Na véspera da votação em primeiro turno da PEC 295/2023, que institui a imutabilidade dos símbolos do Rio Grande do Sul, a Comissão de Cidadania e Direitos Humanos promoveu uma audiência pública para debater a letra do Hino do Rio Grande do Sul. O encontro, proposto pela deputada Bruna Rodrigues (PCdoB), reuniu no plenarinho da Assembleia Legislativa, na noite desta segunda-feira (3), ativistas do movimento negro, historiadores, sindicalistas e militantes dos movimentos antirracista e antifascista.
Entidades que representam o povo negro defenderam a rejeição da PEC, apresentada pelo deputado Onix Lorenzoni (PL) e outros 19 deputados, e a realização de um amplo debate com a sociedade gaúcha sobre a alteração da letra do hino, que consideram racista. A crítica diz respeito aos versos “povo que não tem virtude acaba por ser escravo”. “O pano de fundo desta proposta é a chegada da bancada negra na Assembleia Legislativa. Sempre estivemos neste território, servindo e limpando. Mas pela primeira vez, numa bancada. E isso desacomoda os que sempre dominaram este espaço. A PEC é uma forma de dizer que este não é o nosso lugar”, afirmou Bruna, que, junto com a presidenta da CCDH, Laura Sito (PT) e o deputado Mateus Gomes (PSOL), integra a primeira bancada negra no parlamento gaúcho.
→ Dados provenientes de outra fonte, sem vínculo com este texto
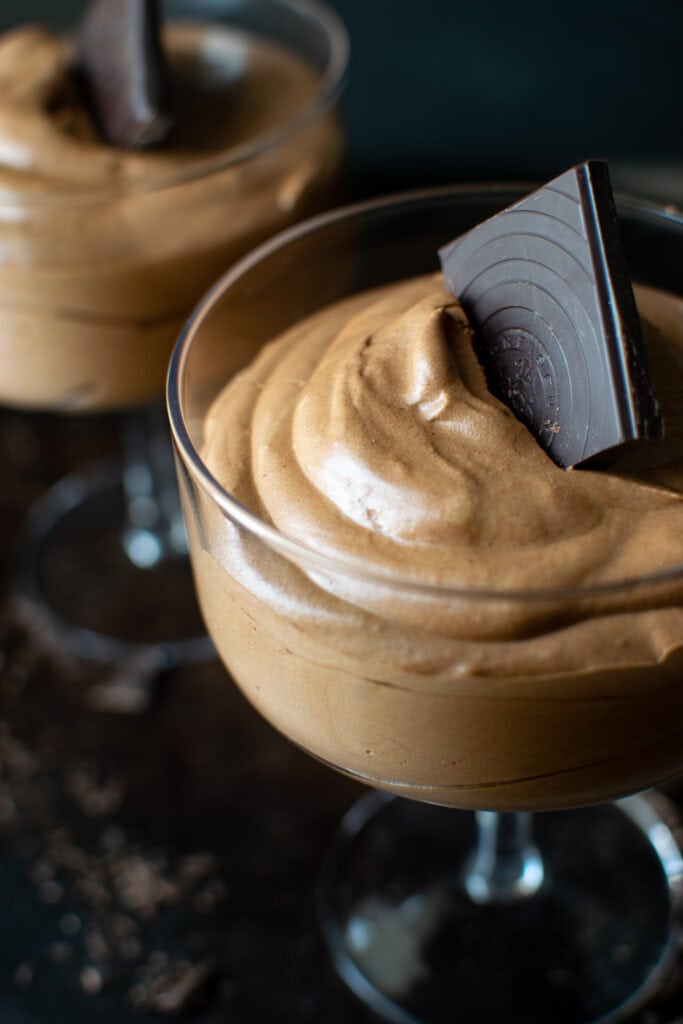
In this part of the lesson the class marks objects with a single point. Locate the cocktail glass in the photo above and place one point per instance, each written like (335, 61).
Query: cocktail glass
(460, 902)
(95, 285)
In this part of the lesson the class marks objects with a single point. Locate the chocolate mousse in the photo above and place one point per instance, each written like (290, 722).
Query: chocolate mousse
(105, 250)
(367, 433)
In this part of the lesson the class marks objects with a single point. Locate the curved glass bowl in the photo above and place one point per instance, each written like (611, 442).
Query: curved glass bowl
(495, 699)
(99, 268)
(353, 686)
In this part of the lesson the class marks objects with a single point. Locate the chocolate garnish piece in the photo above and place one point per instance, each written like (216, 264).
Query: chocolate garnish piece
(546, 286)
(122, 62)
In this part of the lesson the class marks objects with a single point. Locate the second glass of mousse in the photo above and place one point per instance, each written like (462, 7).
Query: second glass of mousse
(402, 582)
(105, 250)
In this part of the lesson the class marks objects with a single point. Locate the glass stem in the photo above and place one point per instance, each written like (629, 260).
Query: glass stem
(154, 525)
(506, 864)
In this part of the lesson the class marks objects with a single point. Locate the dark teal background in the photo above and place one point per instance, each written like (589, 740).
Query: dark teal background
(445, 90)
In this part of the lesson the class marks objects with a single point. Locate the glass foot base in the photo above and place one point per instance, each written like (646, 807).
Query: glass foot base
(593, 944)
(77, 586)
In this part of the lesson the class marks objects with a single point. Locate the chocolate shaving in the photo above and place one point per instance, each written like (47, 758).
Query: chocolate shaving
(122, 64)
(546, 286)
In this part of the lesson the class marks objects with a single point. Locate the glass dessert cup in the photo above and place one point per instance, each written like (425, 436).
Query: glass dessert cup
(458, 902)
(97, 279)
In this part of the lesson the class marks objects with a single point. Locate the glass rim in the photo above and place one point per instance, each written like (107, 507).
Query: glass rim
(330, 86)
(300, 552)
A presidenta da comissão argumentou que a Constituição Estadual já protege os símbolos gaúchos. Laura ressaltou que o movimento não é contra a tradição cultural gaúcha, mas que o povo negro tem o direito de ter “nos símbolos do estado sua dignidade garantida”. “Estamos diante da PEC do cala a boca; de uma clara tentativa de impedir que façamos este debate”, acredita.
Já o deputado Mateus Gomes lembrou que nenhum país democrático tornou seus símbolos imutáveis e que há inúmeros exemplos de alterações no decorrer da história. “A PEC desvaloriza a contribuição de nosso povo para a cultura gaúcha e busca apagar a presença dos negros na história do Rio Grande do Sul”, sintetizou.
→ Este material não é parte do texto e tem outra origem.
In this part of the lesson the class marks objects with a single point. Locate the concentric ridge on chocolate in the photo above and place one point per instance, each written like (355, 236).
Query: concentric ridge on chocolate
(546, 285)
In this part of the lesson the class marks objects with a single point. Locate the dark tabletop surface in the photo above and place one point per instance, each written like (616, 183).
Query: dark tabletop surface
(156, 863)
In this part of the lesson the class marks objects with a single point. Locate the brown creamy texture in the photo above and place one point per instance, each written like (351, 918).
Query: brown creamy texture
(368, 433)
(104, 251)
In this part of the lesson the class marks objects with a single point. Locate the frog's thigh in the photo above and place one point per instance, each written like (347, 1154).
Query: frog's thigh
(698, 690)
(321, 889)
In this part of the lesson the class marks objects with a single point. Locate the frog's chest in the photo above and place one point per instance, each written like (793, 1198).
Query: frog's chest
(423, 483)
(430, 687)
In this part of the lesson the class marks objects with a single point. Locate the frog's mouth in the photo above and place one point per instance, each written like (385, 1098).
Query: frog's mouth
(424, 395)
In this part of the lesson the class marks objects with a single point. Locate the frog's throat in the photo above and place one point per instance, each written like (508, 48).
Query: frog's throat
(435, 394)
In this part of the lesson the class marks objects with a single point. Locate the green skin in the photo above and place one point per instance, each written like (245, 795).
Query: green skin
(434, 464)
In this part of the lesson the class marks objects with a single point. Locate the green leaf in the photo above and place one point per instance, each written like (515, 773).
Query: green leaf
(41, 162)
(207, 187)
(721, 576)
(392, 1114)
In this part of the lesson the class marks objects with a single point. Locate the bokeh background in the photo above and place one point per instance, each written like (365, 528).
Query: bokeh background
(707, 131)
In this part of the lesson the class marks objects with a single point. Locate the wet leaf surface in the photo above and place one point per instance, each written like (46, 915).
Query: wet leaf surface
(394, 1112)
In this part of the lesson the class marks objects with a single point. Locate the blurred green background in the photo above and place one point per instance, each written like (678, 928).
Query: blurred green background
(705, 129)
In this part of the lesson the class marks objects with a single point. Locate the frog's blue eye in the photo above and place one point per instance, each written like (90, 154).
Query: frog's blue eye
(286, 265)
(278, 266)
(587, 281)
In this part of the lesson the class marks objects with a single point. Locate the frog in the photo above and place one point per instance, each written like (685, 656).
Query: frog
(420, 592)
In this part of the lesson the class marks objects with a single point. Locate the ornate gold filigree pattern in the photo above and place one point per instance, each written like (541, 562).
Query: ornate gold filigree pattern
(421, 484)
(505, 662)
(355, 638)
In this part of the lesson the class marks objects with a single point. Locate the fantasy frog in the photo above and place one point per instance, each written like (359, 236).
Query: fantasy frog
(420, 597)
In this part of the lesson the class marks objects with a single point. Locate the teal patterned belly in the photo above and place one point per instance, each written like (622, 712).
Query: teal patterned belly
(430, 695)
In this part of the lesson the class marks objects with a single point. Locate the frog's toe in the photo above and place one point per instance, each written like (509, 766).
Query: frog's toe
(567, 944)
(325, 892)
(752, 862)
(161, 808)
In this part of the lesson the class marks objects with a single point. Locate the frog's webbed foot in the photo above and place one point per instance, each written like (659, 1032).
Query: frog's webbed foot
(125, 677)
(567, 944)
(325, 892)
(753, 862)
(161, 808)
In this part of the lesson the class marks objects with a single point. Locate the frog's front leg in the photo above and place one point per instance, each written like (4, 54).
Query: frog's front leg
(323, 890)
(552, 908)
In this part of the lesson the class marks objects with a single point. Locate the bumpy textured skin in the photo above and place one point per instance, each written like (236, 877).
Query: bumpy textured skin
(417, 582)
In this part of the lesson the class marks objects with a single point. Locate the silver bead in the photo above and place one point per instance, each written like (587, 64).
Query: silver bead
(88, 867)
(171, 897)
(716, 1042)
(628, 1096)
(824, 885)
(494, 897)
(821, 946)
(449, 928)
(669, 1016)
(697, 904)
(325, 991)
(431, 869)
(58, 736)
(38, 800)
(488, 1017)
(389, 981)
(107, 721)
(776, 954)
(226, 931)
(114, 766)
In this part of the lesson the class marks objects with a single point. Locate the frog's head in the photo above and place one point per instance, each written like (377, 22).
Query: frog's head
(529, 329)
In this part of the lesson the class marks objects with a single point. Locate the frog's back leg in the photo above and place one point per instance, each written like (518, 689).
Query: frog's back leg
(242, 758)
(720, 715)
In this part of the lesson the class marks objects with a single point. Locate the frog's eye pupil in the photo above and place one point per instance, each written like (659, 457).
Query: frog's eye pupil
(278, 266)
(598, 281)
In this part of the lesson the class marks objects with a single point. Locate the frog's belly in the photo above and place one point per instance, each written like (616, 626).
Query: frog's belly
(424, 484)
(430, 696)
Ele defendeu a rejeição da PEC e a aprovação do PL 2/2021, de autoria do deputado Luiz Marenco (PDT), que exige a realização de consulta referendaria para alteração dos símbolos do RS.
Aspectos históricos
O ex-deputado e historiador Raul Carrion sustentou que, caso a PEC seja aprovada, haverá espaço para que o resultado seja questionado na Justiça. Segundo ele, o hino a que a Proposta de Emenda Constitucional se refere não é o verdadeiro, criado para comemorar a vitória dos farroupilhas na Batalha de Rio Pardo em 1838. O hino que já é protegido pela Constituição, de acordo com o historiador, é o Hino Nacional (da República Farroupilha), publicado no jornal O Povo, em 4 de maio de 1839. A versão, conforme Carrion, não contém os versos considerados racistas.
O historiador Rivair Macedo, da Universidade Federal do Rio Grande do Sul (UFRGS), elaborou um parecer para o Conselho de Desenvolvimento do Povo Negro em que sustenta que os símbolos têm a função de produzir adesão e coesão social. E, quando isto não acontece, eles devem ser repensados.
Sobre a letra do hino, argumentou que o debate não se restringe apenas à conjuntura do século XIX, quando foi elaborada, mas à perpetuação de uma linguagem senhorial e escravocrata na atualidade.
Entidades
A audiência foi marcada por manifestações de dezenas de representantes de entidades da sociedade civil, inclusive, da presidente do Movimento Tradicionalista Gaúcho, Ilda Borba Goulart. Ela disse que o MTG está disposto a ser parceiro do debate sobre a mudança do hino, desde que seja baseada num estudo aprofundado do tema por historiadores, músicos e letristas. “Prezamos pela democracia e pelo aperfeiçoamento de nossa cultura”, declarou.
Para a representante da Frente Negra Gaúcha, Maria Helena dos Santos, “a mudança do trecho racista do hino é uma questão de reparação história” e deve ser discutida com toda a população gaúcha.